The Egglers and the Schuylers were both newlywed couples living on different floors of the same home on Valleyview Street in Oneonta.

“He was very cheap,” Eggler said of their landlord.

“He was kind of a strange guy,” added Schuyler.

Eggler said the fruitcake gift inspired a prank.

“My husband and I rewrapped it as a joke,” she said. “That got it started.”

“The next year, we sent it back to them,” Schuyler said. “We’d just go along with it.”

Mail-order fruitcakes became a popular holiday tradition in the early 20th century due to their enduring shelf life. Traditional recipes call for soaking a loaf in liqueur or brandy, and coating it in powdered sugar, both of which are thought to inhibit mold.

In 2017, conservationists with the Antarctic Heritage Trust unearthed a still-wrapped fruitcake thought to be a relic of the ill-fated Terra Nova Expedition to the South Pole, led by British Royal Navy officer Robert Falcon Scott in 1911.

The New York Times reported that a program manager said the cake was in “excellent condition” and the Trust said it smelled “almost” edible.

The Oneonta tradition continued through the years, even as the Egglers moved to a different part of the city.

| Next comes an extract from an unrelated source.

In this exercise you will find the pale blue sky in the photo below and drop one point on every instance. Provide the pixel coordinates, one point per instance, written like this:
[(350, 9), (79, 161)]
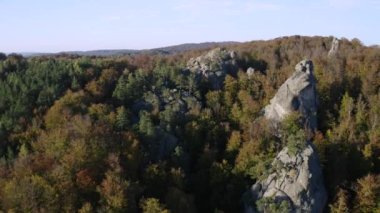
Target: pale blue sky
[(62, 25)]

Eggler said one year she paid $7 to ship it across town.

“I packed it in a big box so they wouldn’t know what it was at first,” she said.

Part of the fun is disguising the package to throw the recipients off the scent of a decades-old fruitcake, she said. One year, it was handed off to a friend to mail from Connecticut; another, from Long Island.

“It was always the same fruitcake,” she said – with one exception.

Sometime in the 1960s, Eggler bought a replacement for $1.98 from a five-and-dime in Cooperstown. That cake has since survived 10 U.S. presidencies, as well as Schuyler’s move to Florida almost two decades ago.

The cake is usually stored in the freezer of its current custody-holder until the following holiday season, when it’s mailed again. One year, Schuyler said she accidentally packed it away in the attic with her Christmas decorations.

“It spent the whole summer in the attic and never mildewed,” she said.

Eggler and Schuyler, now in their 80s and widowed, still talk on the phone regularly and have no plans to give up the tradition.

“It’s just a little fruitcake, but we’ve had lots of laughs over it,” Eggler said.